The exception to this rule is that for each new dataset, we start out by doing a historical load. In this case, we set the
timestamp to the
asof_date + some degree of lag that we deem reasonable. Frequently, we have already have loaders reading from the FTP before we do the official historical load, so we can derive the lag from empirical data.
In the event that we download a file with new data for a particular record** that already exists in the base table, we write the new data to a separate table that we call a 'deltas' table. For example, let's say one of our sentiment data providers uploaded a file that looks like this:
symbol, asof_date, sentiment_score AAPL, 01/05/2015, 0.5
And then the next day they gave us a file that looks like this:
symbol, asof_date, sentiment_score AAPL, 01/05/2015, 0.6 AAPL, 01/06/2015, -0.2
The base table in the database would look like this:
symbol, asof_date, sentiment_score AAPL, 01/05/2015, 0.5 AAPL, 01/06/2015, -0.2
and the deltas table would look like this:
symbol, asof_date, sentiment_score AAPL, 01/05/2015, 0.6
** A record is usually distinguished by a (security, asof_date) pair.
What does this mean for your research and algorithms?
The base table and deltas tables are directly available in research.
In research, you can access the base table for a partner dataset in interactive mode with:
from quantopian.interactive.data.vendor import dataset
and you can access the deltas table with:
from quantopian.interactive.data.vendor import dataset_deltas
In Pipeline, you are always getting the base table with the deltas table applied to it. A pipeline/simulation always uses the most recent data for each record. However, it never uses data with a
timestamp more recent than the current simulation time.*** This is true for both research and backtesting.

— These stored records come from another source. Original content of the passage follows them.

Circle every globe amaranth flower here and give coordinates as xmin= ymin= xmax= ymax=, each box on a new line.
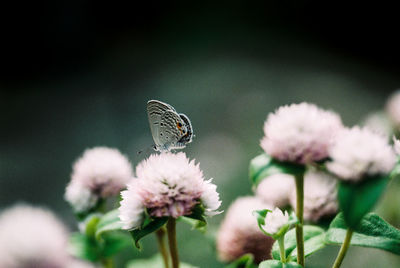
xmin=216 ymin=197 xmax=274 ymax=264
xmin=261 ymin=103 xmax=343 ymax=164
xmin=256 ymin=173 xmax=294 ymax=208
xmin=290 ymin=170 xmax=338 ymax=222
xmin=386 ymin=90 xmax=400 ymax=127
xmin=65 ymin=147 xmax=133 ymax=213
xmin=327 ymin=127 xmax=396 ymax=182
xmin=0 ymin=204 xmax=70 ymax=268
xmin=262 ymin=208 xmax=289 ymax=236
xmin=119 ymin=152 xmax=221 ymax=230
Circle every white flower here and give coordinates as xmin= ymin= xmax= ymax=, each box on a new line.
xmin=65 ymin=147 xmax=133 ymax=212
xmin=0 ymin=204 xmax=69 ymax=268
xmin=119 ymin=181 xmax=145 ymax=230
xmin=386 ymin=90 xmax=400 ymax=127
xmin=65 ymin=181 xmax=98 ymax=213
xmin=119 ymin=153 xmax=221 ymax=230
xmin=262 ymin=208 xmax=289 ymax=235
xmin=290 ymin=170 xmax=338 ymax=222
xmin=256 ymin=173 xmax=294 ymax=208
xmin=393 ymin=136 xmax=400 ymax=155
xmin=261 ymin=103 xmax=343 ymax=164
xmin=216 ymin=197 xmax=274 ymax=264
xmin=327 ymin=127 xmax=396 ymax=181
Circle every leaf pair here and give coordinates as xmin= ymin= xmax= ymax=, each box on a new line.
xmin=68 ymin=210 xmax=131 ymax=262
xmin=267 ymin=213 xmax=400 ymax=265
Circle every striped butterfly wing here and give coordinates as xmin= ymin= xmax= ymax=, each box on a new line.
xmin=147 ymin=100 xmax=176 ymax=148
xmin=178 ymin=113 xmax=193 ymax=144
xmin=159 ymin=110 xmax=186 ymax=151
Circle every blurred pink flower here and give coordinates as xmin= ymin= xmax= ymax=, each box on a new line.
xmin=261 ymin=103 xmax=343 ymax=164
xmin=65 ymin=147 xmax=133 ymax=212
xmin=256 ymin=173 xmax=294 ymax=208
xmin=290 ymin=170 xmax=338 ymax=222
xmin=0 ymin=204 xmax=70 ymax=268
xmin=217 ymin=196 xmax=274 ymax=264
xmin=119 ymin=153 xmax=221 ymax=230
xmin=327 ymin=127 xmax=396 ymax=182
xmin=386 ymin=90 xmax=400 ymax=127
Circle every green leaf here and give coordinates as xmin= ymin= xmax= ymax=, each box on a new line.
xmin=95 ymin=209 xmax=124 ymax=240
xmin=249 ymin=154 xmax=305 ymax=187
xmin=253 ymin=209 xmax=270 ymax=227
xmin=68 ymin=232 xmax=102 ymax=262
xmin=271 ymin=226 xmax=325 ymax=261
xmin=258 ymin=260 xmax=302 ymax=268
xmin=180 ymin=203 xmax=207 ymax=232
xmin=338 ymin=175 xmax=389 ymax=228
xmin=179 ymin=216 xmax=207 ymax=233
xmin=127 ymin=254 xmax=199 ymax=268
xmin=224 ymin=254 xmax=257 ymax=268
xmin=101 ymin=232 xmax=132 ymax=257
xmin=83 ymin=214 xmax=101 ymax=238
xmin=326 ymin=212 xmax=400 ymax=255
xmin=390 ymin=156 xmax=400 ymax=180
xmin=130 ymin=217 xmax=169 ymax=249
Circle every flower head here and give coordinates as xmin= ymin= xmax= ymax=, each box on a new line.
xmin=290 ymin=170 xmax=338 ymax=222
xmin=256 ymin=173 xmax=294 ymax=208
xmin=65 ymin=147 xmax=133 ymax=212
xmin=262 ymin=208 xmax=289 ymax=235
xmin=217 ymin=197 xmax=274 ymax=264
xmin=261 ymin=103 xmax=343 ymax=164
xmin=0 ymin=204 xmax=70 ymax=268
xmin=386 ymin=90 xmax=400 ymax=127
xmin=119 ymin=153 xmax=221 ymax=229
xmin=327 ymin=127 xmax=396 ymax=182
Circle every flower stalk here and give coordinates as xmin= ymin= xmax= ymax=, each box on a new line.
xmin=295 ymin=173 xmax=305 ymax=267
xmin=156 ymin=227 xmax=170 ymax=268
xmin=332 ymin=228 xmax=353 ymax=268
xmin=278 ymin=236 xmax=286 ymax=263
xmin=167 ymin=218 xmax=179 ymax=268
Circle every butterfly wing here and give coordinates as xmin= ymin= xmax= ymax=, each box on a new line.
xmin=147 ymin=100 xmax=176 ymax=148
xmin=159 ymin=110 xmax=186 ymax=151
xmin=178 ymin=113 xmax=193 ymax=144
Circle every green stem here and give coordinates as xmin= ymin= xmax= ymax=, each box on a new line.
xmin=156 ymin=227 xmax=170 ymax=268
xmin=332 ymin=228 xmax=353 ymax=268
xmin=278 ymin=236 xmax=286 ymax=263
xmin=295 ymin=173 xmax=305 ymax=267
xmin=167 ymin=218 xmax=179 ymax=268
xmin=101 ymin=258 xmax=113 ymax=268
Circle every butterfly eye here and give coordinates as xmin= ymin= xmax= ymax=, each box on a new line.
xmin=177 ymin=122 xmax=182 ymax=129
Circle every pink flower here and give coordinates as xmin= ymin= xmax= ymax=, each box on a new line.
xmin=261 ymin=103 xmax=343 ymax=164
xmin=0 ymin=205 xmax=70 ymax=268
xmin=256 ymin=173 xmax=294 ymax=208
xmin=290 ymin=170 xmax=338 ymax=222
xmin=327 ymin=127 xmax=396 ymax=182
xmin=65 ymin=147 xmax=133 ymax=212
xmin=119 ymin=153 xmax=221 ymax=229
xmin=217 ymin=197 xmax=274 ymax=264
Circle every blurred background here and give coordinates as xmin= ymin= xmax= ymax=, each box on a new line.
xmin=1 ymin=1 xmax=400 ymax=267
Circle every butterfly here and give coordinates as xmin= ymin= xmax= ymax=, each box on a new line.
xmin=147 ymin=100 xmax=193 ymax=152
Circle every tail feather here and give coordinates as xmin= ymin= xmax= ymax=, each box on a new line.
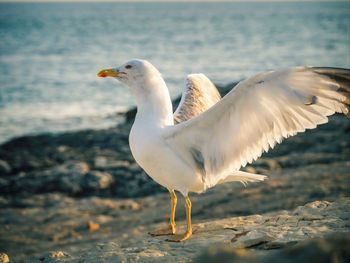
xmin=218 ymin=170 xmax=267 ymax=186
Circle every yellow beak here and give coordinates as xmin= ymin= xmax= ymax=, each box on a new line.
xmin=97 ymin=68 xmax=119 ymax=78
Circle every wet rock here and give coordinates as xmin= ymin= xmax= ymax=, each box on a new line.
xmin=0 ymin=160 xmax=162 ymax=197
xmin=0 ymin=104 xmax=348 ymax=199
xmin=84 ymin=171 xmax=114 ymax=191
xmin=63 ymin=162 xmax=90 ymax=174
xmin=0 ymin=160 xmax=11 ymax=175
xmin=0 ymin=161 xmax=118 ymax=196
xmin=57 ymin=145 xmax=69 ymax=153
xmin=256 ymin=159 xmax=281 ymax=171
xmin=0 ymin=178 xmax=9 ymax=190
xmin=242 ymin=166 xmax=257 ymax=174
xmin=93 ymin=156 xmax=130 ymax=169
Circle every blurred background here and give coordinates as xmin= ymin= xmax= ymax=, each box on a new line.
xmin=0 ymin=0 xmax=349 ymax=143
xmin=0 ymin=1 xmax=350 ymax=262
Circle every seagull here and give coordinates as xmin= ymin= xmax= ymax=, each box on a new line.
xmin=98 ymin=60 xmax=349 ymax=242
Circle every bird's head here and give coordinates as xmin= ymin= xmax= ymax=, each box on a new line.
xmin=97 ymin=59 xmax=160 ymax=88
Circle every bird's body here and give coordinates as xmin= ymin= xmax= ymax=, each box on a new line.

Deltas are there for restatements and corrections of errors, especially in the case of historical lookback windows while still enforcing a lack of look-ahead bias. For signals derived from machine learning techniques, we decided not to apply the deltas to protect against retraining of the models.
Now, with all that said, we do not actually apply deltas to the Alpha Vertex dataset (sorry for making you read all that!). Why? We only want data that we can guarantee to be out-of-sample on the platform. That means that we only ever surface data that was collected live.
*** When using a pipeline in research, each day's computations are performed as if the simulation time is the current date in the pipeline.